The origins of the monument are unknown. Documents affirm that in 1189, when Silves was taken by the Christian troops to the Moors, the Cathedral was built over the ancient Mosque, yet there are no material vestiges of this fact.
The architectonic style that has been maintained until nowadays is markedly Gothic, beginning in the 13th century and kept over long periods of construction.
In fact, several earthquakes that started damaging the still unfinished monument, which was restored in the 15th century in a simple type of Gothic style.
Afterwards other restoration works took place, namely in the 18th century (in the sequence of the big earthquake of 1755) and in the 20th century with the heritage preservation works when some annexes built in other architectonic periods were destroyed, with the goal to give back to the building its original Gothic purity.
The Cathedral presents a plant in latin cross, a nave with about 18 meters height, two lateral naves with golden sculpted altars dated from the Baroque period.
The famous central Portal is formed by an ogival arch with six archivolts.
In the south façade is another Portal in Baroque style dated from 1781, designated as “porta do Sol” (Sun’s Door).

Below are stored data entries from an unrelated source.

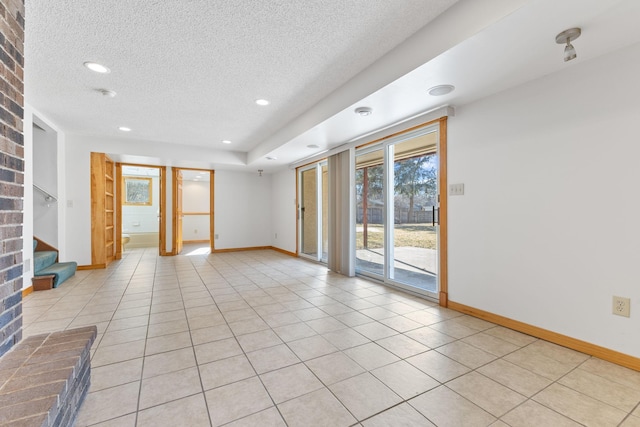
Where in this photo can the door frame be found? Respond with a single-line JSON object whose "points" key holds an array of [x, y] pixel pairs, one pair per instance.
{"points": [[441, 152], [163, 207], [174, 207]]}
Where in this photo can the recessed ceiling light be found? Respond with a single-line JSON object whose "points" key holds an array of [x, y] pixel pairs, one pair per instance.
{"points": [[441, 90], [98, 68], [364, 111], [107, 92]]}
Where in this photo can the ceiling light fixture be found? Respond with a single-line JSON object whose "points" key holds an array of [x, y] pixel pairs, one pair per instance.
{"points": [[106, 92], [98, 68], [567, 36], [441, 90], [363, 111]]}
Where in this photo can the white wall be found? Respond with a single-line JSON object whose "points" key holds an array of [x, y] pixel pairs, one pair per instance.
{"points": [[283, 210], [195, 198], [28, 214], [242, 210], [547, 230]]}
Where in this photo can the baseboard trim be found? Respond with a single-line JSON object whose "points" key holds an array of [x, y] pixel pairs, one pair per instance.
{"points": [[282, 251], [253, 248], [609, 355], [92, 267]]}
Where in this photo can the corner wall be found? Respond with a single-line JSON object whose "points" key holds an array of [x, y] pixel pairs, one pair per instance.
{"points": [[548, 230], [11, 171]]}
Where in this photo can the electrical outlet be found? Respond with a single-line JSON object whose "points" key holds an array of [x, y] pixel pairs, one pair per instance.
{"points": [[621, 306]]}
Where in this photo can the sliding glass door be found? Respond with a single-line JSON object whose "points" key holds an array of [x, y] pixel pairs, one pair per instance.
{"points": [[397, 211]]}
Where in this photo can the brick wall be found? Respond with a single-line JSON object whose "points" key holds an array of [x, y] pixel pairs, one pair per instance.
{"points": [[11, 170]]}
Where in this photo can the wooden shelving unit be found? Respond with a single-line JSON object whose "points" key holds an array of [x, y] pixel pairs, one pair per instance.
{"points": [[103, 203]]}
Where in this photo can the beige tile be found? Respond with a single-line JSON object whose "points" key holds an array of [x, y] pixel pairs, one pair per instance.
{"points": [[466, 354], [167, 343], [294, 332], [401, 415], [602, 389], [216, 350], [325, 324], [129, 322], [491, 344], [118, 353], [438, 366], [190, 411], [109, 403], [402, 346], [516, 378], [364, 395], [532, 414], [168, 328], [123, 336], [538, 363], [272, 358], [267, 418], [334, 367], [167, 387], [405, 379], [107, 376], [345, 338], [631, 422], [258, 340], [445, 408], [401, 323], [371, 356], [486, 393], [579, 407], [237, 400], [353, 319], [225, 371], [170, 361], [430, 337], [212, 333], [290, 382], [618, 374], [375, 330], [312, 347], [124, 421], [317, 409]]}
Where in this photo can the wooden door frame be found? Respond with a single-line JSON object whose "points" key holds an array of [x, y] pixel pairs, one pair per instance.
{"points": [[163, 201], [174, 204]]}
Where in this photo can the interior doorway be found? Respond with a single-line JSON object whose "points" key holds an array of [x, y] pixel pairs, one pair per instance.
{"points": [[193, 228], [140, 206]]}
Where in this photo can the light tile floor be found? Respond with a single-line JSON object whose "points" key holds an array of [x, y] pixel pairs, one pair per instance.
{"points": [[263, 339]]}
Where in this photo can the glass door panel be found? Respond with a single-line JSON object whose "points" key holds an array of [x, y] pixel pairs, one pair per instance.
{"points": [[309, 212], [370, 212], [415, 216]]}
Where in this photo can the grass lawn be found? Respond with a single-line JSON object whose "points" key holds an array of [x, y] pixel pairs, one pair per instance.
{"points": [[412, 235]]}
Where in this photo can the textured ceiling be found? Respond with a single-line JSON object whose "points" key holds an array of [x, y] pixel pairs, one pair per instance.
{"points": [[189, 71]]}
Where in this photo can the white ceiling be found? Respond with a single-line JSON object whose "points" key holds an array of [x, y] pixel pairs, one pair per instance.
{"points": [[188, 71]]}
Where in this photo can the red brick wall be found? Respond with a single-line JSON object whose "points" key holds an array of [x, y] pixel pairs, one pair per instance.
{"points": [[11, 170]]}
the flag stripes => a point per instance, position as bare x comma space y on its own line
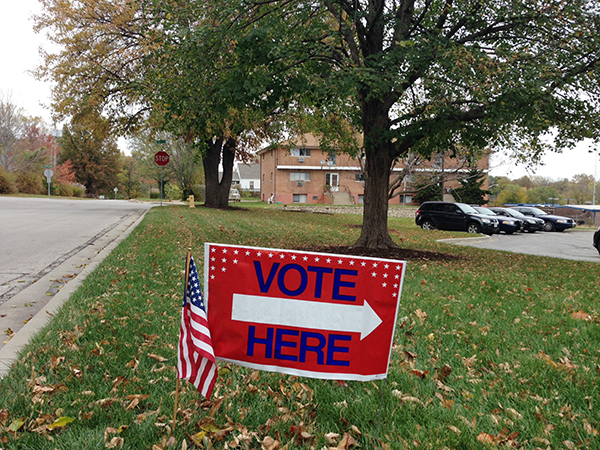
196, 358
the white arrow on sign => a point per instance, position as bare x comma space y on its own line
305, 314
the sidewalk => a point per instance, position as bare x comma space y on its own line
31, 309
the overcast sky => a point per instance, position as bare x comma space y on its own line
19, 54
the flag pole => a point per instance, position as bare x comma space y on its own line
187, 274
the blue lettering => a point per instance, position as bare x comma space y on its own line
319, 281
264, 287
303, 280
331, 349
318, 348
267, 342
280, 343
338, 283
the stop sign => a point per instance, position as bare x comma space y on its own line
161, 158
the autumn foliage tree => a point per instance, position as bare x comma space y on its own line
438, 75
92, 151
165, 64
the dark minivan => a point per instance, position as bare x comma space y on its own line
455, 217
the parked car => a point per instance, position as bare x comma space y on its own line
551, 222
530, 224
456, 217
234, 195
507, 224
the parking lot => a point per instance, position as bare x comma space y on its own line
573, 244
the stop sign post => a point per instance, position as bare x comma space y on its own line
162, 159
48, 173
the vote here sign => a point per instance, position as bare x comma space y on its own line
302, 313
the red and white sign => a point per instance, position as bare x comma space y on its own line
161, 158
311, 314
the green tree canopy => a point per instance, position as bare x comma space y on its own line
93, 152
423, 76
470, 190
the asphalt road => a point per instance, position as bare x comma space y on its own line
572, 244
37, 234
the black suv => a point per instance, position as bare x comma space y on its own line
456, 217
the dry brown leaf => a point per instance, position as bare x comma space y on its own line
115, 442
133, 404
137, 396
444, 372
419, 373
332, 438
346, 442
514, 414
580, 315
269, 443
486, 438
449, 404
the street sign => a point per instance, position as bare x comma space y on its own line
302, 313
161, 158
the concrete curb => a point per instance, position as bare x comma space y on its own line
9, 353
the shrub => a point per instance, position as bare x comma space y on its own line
173, 192
29, 183
78, 191
7, 182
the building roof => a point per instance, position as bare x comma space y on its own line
249, 171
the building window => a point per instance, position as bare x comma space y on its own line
300, 152
299, 176
299, 198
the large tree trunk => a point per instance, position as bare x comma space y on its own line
378, 166
217, 191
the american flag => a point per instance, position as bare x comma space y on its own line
195, 358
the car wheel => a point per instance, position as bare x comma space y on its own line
427, 225
473, 228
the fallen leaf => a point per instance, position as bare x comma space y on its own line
115, 442
486, 438
332, 438
580, 315
16, 424
269, 443
346, 442
444, 372
60, 422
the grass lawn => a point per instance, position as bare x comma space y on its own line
491, 350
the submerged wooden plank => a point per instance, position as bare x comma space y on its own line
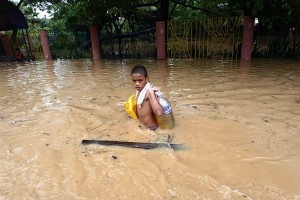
140, 145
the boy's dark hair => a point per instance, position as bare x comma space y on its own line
139, 69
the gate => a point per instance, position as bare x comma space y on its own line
205, 38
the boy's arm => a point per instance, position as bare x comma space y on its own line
156, 107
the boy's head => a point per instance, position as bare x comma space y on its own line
139, 77
139, 69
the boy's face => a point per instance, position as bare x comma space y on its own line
139, 81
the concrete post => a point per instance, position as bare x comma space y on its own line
247, 42
45, 45
6, 46
95, 42
161, 40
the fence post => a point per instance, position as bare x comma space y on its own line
247, 41
161, 40
95, 42
45, 45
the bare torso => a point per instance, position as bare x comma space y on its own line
146, 114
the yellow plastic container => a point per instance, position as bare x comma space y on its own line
130, 106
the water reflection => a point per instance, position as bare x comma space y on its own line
239, 120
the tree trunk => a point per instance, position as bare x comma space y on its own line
247, 42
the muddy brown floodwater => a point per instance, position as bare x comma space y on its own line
239, 122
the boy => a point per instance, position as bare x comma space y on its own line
148, 107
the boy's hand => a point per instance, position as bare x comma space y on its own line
153, 89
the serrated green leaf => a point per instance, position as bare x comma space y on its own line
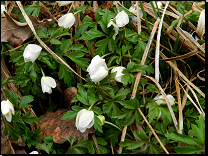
13, 97
186, 150
69, 115
25, 100
181, 138
97, 124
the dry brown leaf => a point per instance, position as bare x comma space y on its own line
16, 32
52, 125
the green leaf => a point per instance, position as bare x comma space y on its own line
69, 115
181, 138
75, 56
45, 147
55, 41
41, 33
25, 100
97, 124
130, 145
94, 34
13, 97
127, 104
65, 45
59, 32
186, 150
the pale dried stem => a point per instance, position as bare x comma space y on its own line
95, 141
167, 101
161, 144
180, 116
122, 139
157, 52
182, 75
42, 43
139, 74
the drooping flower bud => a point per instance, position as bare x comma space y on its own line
84, 120
7, 109
102, 119
31, 52
66, 21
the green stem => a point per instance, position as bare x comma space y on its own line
42, 71
117, 128
79, 11
93, 104
107, 54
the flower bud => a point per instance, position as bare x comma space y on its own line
119, 73
122, 19
133, 10
31, 52
7, 109
102, 119
159, 4
99, 74
2, 10
84, 120
66, 21
63, 3
47, 83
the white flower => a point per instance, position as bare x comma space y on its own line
62, 3
84, 120
133, 10
159, 4
34, 152
2, 10
119, 73
122, 19
66, 21
7, 109
96, 62
99, 74
47, 83
31, 52
102, 119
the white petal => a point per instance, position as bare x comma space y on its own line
122, 19
99, 74
96, 62
8, 116
85, 118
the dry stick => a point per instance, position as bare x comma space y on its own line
157, 52
139, 75
167, 101
95, 141
138, 19
42, 43
180, 116
153, 131
182, 75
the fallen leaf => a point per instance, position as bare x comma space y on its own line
51, 124
16, 32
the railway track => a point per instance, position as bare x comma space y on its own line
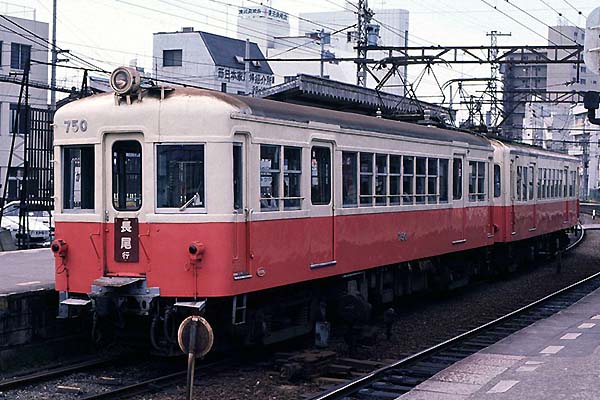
391, 381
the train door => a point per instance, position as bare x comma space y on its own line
458, 199
532, 195
565, 193
122, 205
322, 231
241, 211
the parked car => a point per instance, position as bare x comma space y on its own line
41, 224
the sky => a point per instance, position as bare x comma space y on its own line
110, 33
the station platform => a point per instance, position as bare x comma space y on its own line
556, 358
26, 270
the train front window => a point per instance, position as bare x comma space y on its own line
180, 176
78, 178
127, 175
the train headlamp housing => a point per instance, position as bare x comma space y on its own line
125, 80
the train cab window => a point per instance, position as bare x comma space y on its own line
457, 179
320, 175
349, 179
381, 173
497, 181
476, 181
238, 177
292, 173
395, 176
420, 179
443, 176
408, 185
180, 176
366, 179
78, 178
127, 175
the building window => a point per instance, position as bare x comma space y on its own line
349, 179
172, 58
18, 121
19, 55
320, 175
127, 175
180, 176
477, 181
78, 178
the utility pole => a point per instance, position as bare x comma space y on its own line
494, 69
247, 68
54, 59
364, 18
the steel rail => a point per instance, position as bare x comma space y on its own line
35, 377
151, 384
363, 381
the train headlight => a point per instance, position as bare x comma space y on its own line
125, 80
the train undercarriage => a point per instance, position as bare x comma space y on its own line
118, 310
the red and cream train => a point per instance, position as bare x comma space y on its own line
256, 213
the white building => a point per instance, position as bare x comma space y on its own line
585, 135
16, 49
209, 61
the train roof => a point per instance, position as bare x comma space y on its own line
522, 148
304, 114
275, 110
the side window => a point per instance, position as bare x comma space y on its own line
292, 174
497, 181
271, 188
269, 177
180, 176
519, 190
78, 178
320, 175
457, 179
420, 179
477, 181
381, 173
366, 179
408, 185
443, 181
349, 178
432, 180
395, 179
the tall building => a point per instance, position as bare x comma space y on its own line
522, 82
16, 49
210, 61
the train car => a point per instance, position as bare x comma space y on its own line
535, 198
257, 214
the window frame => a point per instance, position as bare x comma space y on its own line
174, 59
175, 210
64, 182
281, 199
113, 182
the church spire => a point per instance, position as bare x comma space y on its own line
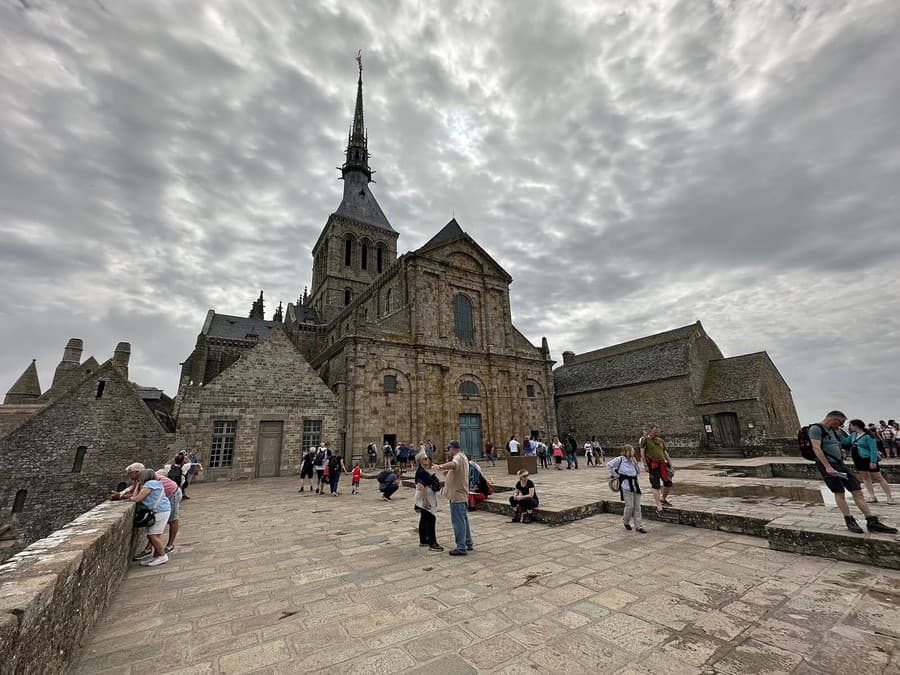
358, 143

The interior of the Cathedral contains the tombstone of the Portuguese king D. João the 2nd (whose body was later transferred to the wonderful Batalha Monastery), as well as several tombs of bishops and noble families of Silves." - in:
http://www.getportugal.com/en/poi-se-catedral-de-silves-17338


Sagres Lighthouse, located in Cape St. Vicent, the southwesternmost point in Portugal, was built over the ruins of a sixteenth-century Franciscan convent in 1846. This lighthouse, guarding one of the world's busiest shipping lanes, is among the most powerful in Europe (the most powerful being on the French island of Ushant, off the coast of Brittany); its two 1000-watt lamps can be seen as far as 60 kilometers away.